By Griffin Brammer, Staff Writer
Xavier’s curriculum teaches nursing students the importance of a holistic approach to nursing. This means that a nurse should learn to care for the whole patient, not just the area that’s hurting. This is ironic, because the College of Nursing is not holistic in regard to its own students. Mental wellbeing is not a high priority for the College of Nursing. It’s all against one and one for themself.
Since this sentiment has been said to death, I will be brief when I say that nursing is a high-stress environment. Clinicals, labs and a whole textbook for just nursing diagnoses: It’s a lot to take in, especially in such a short amount of time. All worth it for one of the best programs in all the state of Ohio, right?
You’d expect a university that prides itself on its nursing program would want their student nurses to succeed. Unfortunately, success doesn’t matter unless it’s the college’s success. As long as that 98% post-graduation career rate stays up, the College of Nursing doesn’t care who ends up in the psych ward along the way. A few fallen students is a small price to pay so long as admission rates stay high, I suppose.
Recently, the school of nursing went along with a decision that changed the term “patient” to “client” instead. It’s an unpopular decision among some students, as it seems to imply that the “client” is only there to give the hospital money, not receive treatment. This idea of giving versus receiving is suspiciously present in Xavier’s nursing school. Nursing students are no longer Xavier’s patients; now, we’re their clients.
There is no room for individuality in the nursing program. You are merely part of a whole — a number rather than a name. We are required to give so much while receiving so very little in return. They’re providing us with an obscene amount of content and expecting students to know everything with no room for error by the next class.
When I was pulled out of class by my nursing professor and told that my mental health was a distraction to the other students learning, I started to cry. How could MY mental health, something so exclusive and impactful to only myself, be affecting others? How could we be on such a tight timeframe that a struggling student is treated as a nuisance, rather than a concern that needs to be looked out for?
I was confused, but that confusion turned to anger.
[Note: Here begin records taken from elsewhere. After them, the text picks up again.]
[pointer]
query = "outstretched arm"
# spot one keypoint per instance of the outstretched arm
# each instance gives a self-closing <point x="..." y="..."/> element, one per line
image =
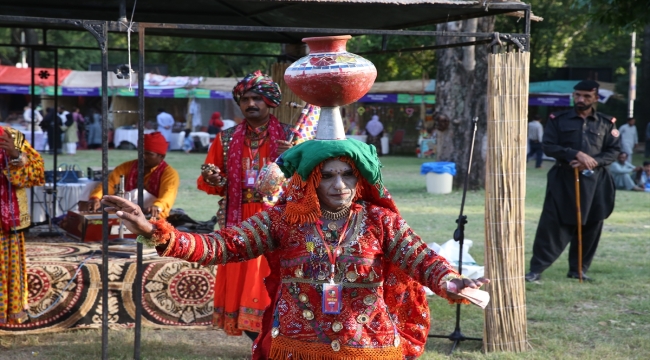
<point x="250" y="239"/>
<point x="407" y="250"/>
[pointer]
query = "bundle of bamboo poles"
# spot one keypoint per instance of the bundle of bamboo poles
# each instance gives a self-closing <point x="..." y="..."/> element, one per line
<point x="289" y="111"/>
<point x="505" y="190"/>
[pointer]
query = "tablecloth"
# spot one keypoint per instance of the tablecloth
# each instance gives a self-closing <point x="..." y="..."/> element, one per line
<point x="68" y="195"/>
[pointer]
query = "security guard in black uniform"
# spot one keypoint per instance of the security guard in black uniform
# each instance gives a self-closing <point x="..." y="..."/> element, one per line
<point x="588" y="140"/>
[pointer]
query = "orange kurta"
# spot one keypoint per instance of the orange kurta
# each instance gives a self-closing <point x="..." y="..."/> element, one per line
<point x="169" y="183"/>
<point x="13" y="261"/>
<point x="240" y="297"/>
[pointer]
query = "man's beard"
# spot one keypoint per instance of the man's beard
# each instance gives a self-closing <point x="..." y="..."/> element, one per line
<point x="582" y="107"/>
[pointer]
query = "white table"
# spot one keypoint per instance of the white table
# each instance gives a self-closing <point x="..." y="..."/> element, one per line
<point x="128" y="135"/>
<point x="361" y="138"/>
<point x="40" y="139"/>
<point x="68" y="195"/>
<point x="204" y="137"/>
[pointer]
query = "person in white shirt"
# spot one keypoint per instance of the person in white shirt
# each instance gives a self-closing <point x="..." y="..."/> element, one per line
<point x="165" y="124"/>
<point x="27" y="116"/>
<point x="535" y="136"/>
<point x="629" y="138"/>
My professor’s prognosis was to talk to TriHealth before I could come back to class. I told her I would, but first turned the opposite direction of the elevator to grab a tissue. “Are you going to TriHealth or not?” she said.
One of the many roles of the nurse is an educator, and when educating a patient, a therapeutic tone is vital. So why is it, then, that a nurse must use a therapeutic vernacular with their patient, but when a nurse teaches a class of students, that language is dropped completely?
Why is it that, every time I’ve struggled with my mental health, the nursing staff has called me the same thing? A distraction. An issue. An inhibitor to education. Though I recognize that my instructors may not have meant the tone their words carried, I now often sit in silence when confused about content or curriculum, afraid that I might get too overwhelmed again and be called the problem child of Xavier nursing.
The College of Nursing wants complacency. They want silence. Xavier wants their nursing students to grin and bear it, because to them, a healthy nurse is a happy nurse. To them, if a student nurse doesn’t outwardly exhibit signs of struggling, it’s justifiable to cram content down their throat. And don’t you dare think of prioritizing your mental health over your classes, because the nursing curriculum is more than happy to remind you that you will be kicked out if your GPA gets too low.
There is no accountability in the program. Last year, I was taught the importance of self care, and Xavier has relied too heavily on trusting students to take care of themselves. However, we can’t always be expected to take care of ourselves. It’s so unreasonably hard to even bring yourself out of bed sometimes. Considering my previous experiences with talking to my professors about mental health, however, I think I’d prefer rotting in bed. If I can’t help myself, and the college has created a culture of coldness, who can I ask for help? No one. Instead, I am left to fall deeper into my own detriment.
They think they are creating independence, but instead they created an atmosphere of apathy — one where the first-year student learns about transcultural nursing, nephron loops and how to put their mental health on the back burner, because the Xavier College of Nursing simply does not care.
Last year, spending a week in the Good Samaritan hospital’s psych ward, I was desperate to get better and get out, but not for myself. My biggest concern was how much time I would have to make up and the anatomy exams I was missing. Even now, heavy bags hanging under my eyes and my brain aching from the hot blood that flows through it after every nursing lecture, I feel hopeless for this college. You hear the same stories from every generation of student nurses. Like I said, we’re all the same here. I’ll always be just a number.